Re: Making your language sound nice
From: | John Vertical <johnvertical@...> |
Date: | Sunday, June 15, 2008, 13:22 |
On Sun, 15 Jun 2008 02:50:23 -0700, David J. Peterson wrote:
>MM:
>>I know a certain amount of word confusion is probably inevitable and
>>that's when context is required for meaning, but I was originally hoping
>>to make a language where any word could be understood even without
>>context.
>
>Of course, there are a number of semanticists who believe that nothing
>can be understood without context. :) Even if something doesn't have
>a specific context, the hearer brings with them an assumed "general"
>context that they rely on.
>
>Also, I'm not sure what you're doing with orthography, but if
>you are, you can always do what English does. "Rode" can never
>be confused with "road" because they're spelled differently (well,
>also one's a verb, and one's a noun, but you get the idea). That
>can help to straighten things up.
>All in all, though, it probably won't be a noticeable problem.
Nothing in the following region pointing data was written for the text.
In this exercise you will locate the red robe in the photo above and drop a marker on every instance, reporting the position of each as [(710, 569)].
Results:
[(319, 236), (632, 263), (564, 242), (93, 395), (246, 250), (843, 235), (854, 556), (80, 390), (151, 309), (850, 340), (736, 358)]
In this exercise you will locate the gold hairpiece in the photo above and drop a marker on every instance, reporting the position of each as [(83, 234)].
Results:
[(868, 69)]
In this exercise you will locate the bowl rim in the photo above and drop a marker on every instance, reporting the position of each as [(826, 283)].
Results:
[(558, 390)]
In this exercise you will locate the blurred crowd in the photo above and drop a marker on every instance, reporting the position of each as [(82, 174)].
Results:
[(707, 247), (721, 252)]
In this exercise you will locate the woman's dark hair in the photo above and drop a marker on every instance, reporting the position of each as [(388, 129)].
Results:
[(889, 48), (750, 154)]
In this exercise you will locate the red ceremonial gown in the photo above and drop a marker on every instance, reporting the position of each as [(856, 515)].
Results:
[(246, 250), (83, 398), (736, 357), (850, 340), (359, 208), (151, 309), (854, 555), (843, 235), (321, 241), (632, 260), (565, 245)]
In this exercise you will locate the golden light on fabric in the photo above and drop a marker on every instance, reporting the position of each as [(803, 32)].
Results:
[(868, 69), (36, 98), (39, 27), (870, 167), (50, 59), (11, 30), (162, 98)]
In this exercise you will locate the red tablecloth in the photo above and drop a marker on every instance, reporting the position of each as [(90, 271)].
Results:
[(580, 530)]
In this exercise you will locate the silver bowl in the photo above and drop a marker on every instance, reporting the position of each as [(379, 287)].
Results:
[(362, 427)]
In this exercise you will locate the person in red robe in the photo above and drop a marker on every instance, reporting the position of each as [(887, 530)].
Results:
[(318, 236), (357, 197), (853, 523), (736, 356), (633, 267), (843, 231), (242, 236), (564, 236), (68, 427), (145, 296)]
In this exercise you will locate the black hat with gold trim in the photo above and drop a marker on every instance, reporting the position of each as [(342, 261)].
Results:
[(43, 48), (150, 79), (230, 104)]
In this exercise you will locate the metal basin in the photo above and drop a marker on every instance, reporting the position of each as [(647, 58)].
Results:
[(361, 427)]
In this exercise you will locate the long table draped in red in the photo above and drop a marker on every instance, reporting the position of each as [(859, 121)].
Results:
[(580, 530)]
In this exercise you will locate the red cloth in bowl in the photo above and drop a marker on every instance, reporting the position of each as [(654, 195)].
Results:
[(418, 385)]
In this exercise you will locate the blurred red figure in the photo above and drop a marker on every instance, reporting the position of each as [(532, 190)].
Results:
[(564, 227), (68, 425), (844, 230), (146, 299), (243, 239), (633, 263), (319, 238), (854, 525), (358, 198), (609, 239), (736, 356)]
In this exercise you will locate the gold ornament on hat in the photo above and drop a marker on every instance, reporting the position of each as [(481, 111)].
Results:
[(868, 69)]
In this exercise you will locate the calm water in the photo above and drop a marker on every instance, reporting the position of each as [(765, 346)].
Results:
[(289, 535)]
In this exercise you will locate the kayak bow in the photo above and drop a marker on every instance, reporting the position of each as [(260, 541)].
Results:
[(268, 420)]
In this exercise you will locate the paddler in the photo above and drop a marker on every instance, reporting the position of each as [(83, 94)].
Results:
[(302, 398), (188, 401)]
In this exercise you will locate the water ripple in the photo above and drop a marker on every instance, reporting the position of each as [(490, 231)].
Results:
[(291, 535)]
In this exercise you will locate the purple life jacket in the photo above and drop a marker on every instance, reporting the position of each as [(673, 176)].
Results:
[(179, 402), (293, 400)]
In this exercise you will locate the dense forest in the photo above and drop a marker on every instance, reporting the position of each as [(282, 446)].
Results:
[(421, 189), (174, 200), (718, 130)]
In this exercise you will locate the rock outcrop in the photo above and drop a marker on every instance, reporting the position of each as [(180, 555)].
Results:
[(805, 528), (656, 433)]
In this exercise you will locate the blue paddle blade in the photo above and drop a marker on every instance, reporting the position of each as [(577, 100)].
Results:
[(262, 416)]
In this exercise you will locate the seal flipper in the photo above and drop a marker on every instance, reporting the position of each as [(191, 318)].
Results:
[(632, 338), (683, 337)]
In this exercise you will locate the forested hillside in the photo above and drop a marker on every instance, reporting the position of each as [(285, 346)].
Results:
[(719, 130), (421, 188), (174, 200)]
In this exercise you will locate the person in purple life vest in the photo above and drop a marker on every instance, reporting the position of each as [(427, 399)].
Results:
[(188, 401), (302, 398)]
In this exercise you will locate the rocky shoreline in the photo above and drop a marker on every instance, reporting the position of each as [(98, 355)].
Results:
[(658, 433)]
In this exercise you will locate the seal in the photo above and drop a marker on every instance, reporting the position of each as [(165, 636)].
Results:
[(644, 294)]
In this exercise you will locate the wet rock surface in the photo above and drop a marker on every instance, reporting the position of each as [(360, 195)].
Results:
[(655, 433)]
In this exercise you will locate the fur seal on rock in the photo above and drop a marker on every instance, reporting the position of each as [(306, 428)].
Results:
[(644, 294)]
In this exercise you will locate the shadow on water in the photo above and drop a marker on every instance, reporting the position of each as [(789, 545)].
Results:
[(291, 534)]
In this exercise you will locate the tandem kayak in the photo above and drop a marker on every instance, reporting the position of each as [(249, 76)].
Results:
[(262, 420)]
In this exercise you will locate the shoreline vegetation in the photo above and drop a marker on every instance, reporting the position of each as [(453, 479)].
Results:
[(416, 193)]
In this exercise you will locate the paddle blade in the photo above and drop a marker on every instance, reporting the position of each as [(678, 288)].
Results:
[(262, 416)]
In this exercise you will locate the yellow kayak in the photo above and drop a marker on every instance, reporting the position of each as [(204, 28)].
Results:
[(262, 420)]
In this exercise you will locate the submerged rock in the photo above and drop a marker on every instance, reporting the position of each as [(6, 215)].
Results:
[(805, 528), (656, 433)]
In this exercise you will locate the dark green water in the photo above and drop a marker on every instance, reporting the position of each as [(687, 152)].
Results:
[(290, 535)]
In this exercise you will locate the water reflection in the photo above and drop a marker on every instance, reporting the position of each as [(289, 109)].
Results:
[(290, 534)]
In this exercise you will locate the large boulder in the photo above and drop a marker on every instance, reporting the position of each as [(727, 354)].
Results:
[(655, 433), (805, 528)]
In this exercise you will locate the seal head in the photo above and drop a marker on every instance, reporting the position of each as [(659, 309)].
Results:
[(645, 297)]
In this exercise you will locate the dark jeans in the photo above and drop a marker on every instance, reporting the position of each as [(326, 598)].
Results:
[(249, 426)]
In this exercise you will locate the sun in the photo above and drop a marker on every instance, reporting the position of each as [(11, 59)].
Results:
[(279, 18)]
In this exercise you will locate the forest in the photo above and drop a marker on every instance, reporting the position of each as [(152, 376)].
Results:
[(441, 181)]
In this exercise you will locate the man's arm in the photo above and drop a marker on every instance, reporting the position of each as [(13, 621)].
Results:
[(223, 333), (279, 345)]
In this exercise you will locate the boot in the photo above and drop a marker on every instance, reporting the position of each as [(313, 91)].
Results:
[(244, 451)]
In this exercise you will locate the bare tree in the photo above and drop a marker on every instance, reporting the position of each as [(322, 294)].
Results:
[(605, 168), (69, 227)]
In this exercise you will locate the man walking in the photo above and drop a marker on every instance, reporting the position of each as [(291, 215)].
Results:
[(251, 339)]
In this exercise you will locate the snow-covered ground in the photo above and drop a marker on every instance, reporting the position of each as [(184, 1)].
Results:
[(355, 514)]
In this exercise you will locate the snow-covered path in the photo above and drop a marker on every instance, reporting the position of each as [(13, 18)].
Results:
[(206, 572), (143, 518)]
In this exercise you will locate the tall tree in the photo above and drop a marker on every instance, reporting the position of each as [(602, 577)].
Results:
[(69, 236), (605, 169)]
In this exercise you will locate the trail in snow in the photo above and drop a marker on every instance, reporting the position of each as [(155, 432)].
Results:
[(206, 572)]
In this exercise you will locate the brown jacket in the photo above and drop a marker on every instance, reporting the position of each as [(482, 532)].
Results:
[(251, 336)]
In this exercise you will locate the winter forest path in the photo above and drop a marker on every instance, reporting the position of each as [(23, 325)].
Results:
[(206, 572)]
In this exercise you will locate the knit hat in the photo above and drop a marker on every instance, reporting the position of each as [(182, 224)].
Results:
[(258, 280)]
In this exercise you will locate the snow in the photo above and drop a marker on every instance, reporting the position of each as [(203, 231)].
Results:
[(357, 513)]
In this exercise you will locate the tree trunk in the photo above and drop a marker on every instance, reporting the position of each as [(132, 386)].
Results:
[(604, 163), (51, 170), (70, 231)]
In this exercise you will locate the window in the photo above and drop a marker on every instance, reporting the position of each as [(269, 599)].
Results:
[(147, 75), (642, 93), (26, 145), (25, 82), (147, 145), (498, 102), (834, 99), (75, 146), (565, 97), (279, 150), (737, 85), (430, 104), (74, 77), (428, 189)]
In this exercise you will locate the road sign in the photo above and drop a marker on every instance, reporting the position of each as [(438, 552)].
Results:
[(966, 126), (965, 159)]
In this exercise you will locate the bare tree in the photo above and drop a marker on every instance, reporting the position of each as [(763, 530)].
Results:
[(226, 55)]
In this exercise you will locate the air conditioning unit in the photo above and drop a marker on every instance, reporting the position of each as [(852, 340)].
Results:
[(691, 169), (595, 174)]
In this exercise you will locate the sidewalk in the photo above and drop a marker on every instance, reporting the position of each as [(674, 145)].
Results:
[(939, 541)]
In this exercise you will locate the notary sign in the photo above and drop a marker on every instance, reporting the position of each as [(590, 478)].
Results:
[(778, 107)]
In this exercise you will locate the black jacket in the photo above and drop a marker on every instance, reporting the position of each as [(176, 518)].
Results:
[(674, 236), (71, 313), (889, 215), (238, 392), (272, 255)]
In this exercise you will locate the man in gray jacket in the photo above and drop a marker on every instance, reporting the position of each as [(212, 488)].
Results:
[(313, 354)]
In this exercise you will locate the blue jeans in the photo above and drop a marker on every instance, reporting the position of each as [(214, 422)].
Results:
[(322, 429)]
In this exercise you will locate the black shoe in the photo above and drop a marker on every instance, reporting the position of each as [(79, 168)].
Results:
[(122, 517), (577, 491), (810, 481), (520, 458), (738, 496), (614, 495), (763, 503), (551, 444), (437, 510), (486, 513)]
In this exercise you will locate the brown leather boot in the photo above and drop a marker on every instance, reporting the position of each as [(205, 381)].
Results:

Mmh, if he has "no ambiguous word-forms" specifically as a GOAL, I don't
think it necessarily does good to force the language into an typical natlang
form. It's a well-tried form, but by no means the only one possible. There
are a LOT of possible solutions to his original problem, there's no reason
to pick one that produces or might produce homophones. Yes, it is debatable
if all homophones are ambiguous, but why even approach that edge here?
Also, I wonder, why's everyone targetting the two-liquid pattern when his
initial message said "chalal" is not bad? Perhaps the problem with "chalol"
is actually the final /Ul/? I could see how that would, from an English
background, seem a bit awkward, especially if the /l/ is [5] here. Possible
solutions would include introducing a different pre-liquidic allophone for
/OU/, maybe plain [O] (tho I can't tell if that would clash with another
vowel phoneme), or expanding the suffix to something like /lA/ after a
bimoraic (long) vowel (if /OU/ counts as such?) Or changing the suffix
stacking order to yield /tSAlAlOU/. Or changing the whole suffix to
something else. Etc. Sky's the limit.